Mortgage Tax Deduction Restrictions
Keep in mind that most deductions only apply for homeowners who itemize their deductions. This means adding up all the individual deductions you qualify for and deducting them from your taxable income. You may choose to itemize your deductions or take the standard deduction. The standard deduction is a single deduction that anyone can claim, no questions asked. The standard deductions for 2019 are as follows:
- $12,200 for single filers
- $24,400 for married couples filing jointly
You cannot deduct things like interest and mortgage points if you take the standard deduction. This rule applies for both primary residence refinances as well as investment property deductions.

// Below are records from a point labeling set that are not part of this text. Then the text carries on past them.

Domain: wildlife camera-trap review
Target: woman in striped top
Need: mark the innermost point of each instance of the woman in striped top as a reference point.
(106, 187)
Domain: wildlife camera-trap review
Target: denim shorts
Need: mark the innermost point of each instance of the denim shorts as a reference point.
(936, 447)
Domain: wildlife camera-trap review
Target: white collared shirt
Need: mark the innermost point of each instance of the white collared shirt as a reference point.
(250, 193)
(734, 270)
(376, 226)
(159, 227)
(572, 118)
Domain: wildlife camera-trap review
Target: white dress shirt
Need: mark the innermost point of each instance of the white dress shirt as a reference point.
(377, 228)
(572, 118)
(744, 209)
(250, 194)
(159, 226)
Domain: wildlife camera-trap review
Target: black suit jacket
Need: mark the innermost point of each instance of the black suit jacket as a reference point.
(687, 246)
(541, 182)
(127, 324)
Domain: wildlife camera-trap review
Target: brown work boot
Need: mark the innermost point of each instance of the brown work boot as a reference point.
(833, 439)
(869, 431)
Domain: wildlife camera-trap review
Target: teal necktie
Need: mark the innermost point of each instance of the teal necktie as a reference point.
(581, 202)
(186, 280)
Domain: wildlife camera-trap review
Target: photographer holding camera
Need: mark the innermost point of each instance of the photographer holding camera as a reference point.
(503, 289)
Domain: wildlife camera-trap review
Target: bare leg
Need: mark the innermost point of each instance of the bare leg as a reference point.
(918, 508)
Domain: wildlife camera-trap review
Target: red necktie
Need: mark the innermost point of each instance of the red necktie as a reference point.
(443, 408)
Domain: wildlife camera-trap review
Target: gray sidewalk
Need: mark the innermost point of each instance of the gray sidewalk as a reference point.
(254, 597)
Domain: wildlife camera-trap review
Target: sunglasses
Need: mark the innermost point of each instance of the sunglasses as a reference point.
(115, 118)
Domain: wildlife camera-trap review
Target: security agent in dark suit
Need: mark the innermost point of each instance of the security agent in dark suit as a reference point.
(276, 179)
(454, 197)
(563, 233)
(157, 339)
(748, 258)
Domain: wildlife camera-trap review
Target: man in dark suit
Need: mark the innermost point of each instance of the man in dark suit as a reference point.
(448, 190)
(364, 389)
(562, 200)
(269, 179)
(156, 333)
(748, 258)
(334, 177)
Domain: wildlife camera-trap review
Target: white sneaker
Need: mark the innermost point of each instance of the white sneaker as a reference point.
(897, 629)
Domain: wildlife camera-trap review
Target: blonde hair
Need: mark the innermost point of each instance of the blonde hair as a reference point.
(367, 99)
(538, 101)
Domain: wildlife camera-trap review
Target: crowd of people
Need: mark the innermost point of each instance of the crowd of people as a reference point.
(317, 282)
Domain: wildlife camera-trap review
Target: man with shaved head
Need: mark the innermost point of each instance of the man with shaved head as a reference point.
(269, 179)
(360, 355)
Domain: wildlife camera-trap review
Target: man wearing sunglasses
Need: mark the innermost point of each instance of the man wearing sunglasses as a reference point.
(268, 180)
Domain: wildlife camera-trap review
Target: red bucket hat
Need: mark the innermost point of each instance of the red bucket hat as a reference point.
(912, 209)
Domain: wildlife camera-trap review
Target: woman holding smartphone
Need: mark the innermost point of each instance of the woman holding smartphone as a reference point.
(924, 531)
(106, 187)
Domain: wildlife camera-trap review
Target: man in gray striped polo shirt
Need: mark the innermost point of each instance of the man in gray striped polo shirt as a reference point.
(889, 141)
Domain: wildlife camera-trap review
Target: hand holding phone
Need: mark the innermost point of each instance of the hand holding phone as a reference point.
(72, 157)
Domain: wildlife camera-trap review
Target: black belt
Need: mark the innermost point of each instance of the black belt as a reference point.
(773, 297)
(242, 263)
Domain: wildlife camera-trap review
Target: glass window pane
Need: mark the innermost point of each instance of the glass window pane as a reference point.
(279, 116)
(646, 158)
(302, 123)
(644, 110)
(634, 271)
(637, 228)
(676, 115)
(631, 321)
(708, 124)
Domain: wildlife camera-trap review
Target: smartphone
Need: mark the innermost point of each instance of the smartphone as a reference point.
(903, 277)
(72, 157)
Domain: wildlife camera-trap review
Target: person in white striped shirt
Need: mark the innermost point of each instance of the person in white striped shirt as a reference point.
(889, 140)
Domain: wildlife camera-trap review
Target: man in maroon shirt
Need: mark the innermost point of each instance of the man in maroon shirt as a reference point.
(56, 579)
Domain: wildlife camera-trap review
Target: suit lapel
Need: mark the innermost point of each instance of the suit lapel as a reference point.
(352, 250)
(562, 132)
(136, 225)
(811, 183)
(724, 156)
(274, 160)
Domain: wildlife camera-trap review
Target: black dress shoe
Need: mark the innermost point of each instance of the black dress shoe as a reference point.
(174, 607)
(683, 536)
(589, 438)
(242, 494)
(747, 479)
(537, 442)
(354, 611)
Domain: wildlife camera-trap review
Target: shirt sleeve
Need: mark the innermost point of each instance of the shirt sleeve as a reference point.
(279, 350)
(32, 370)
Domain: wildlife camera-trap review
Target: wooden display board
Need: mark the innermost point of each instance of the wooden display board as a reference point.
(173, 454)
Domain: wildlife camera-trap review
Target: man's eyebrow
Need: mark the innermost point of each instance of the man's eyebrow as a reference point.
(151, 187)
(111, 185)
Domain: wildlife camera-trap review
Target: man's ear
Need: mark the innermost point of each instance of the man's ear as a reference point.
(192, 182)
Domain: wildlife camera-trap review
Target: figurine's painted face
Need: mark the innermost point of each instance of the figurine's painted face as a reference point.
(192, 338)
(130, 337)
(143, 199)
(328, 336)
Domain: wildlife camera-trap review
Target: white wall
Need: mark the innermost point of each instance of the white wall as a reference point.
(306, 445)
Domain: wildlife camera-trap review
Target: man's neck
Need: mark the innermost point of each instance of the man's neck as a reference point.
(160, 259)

A deduction is a subtraction you can claim on your federal taxes that reduces your tax burden. There are a number of tax deductions that you can take advantage of if you refinance a mortgage loan. You can deduct the full amount of interest you pay on your loan in the last year if you did a standard refinance on a primary or secondary residence. You can only deduct 100% of your interest if you take a cash-out refinance, particularly if you use the money for a capital home improvement. Otherwise, you can only deduct the percentage of interest you paid on your original loan balance.
You can also deduct your discount points and any closing costs you pay toward a refinance on an investment property. You must spread these costs over the total term of your refinance and can only deduct these expenses if you itemize your deductions.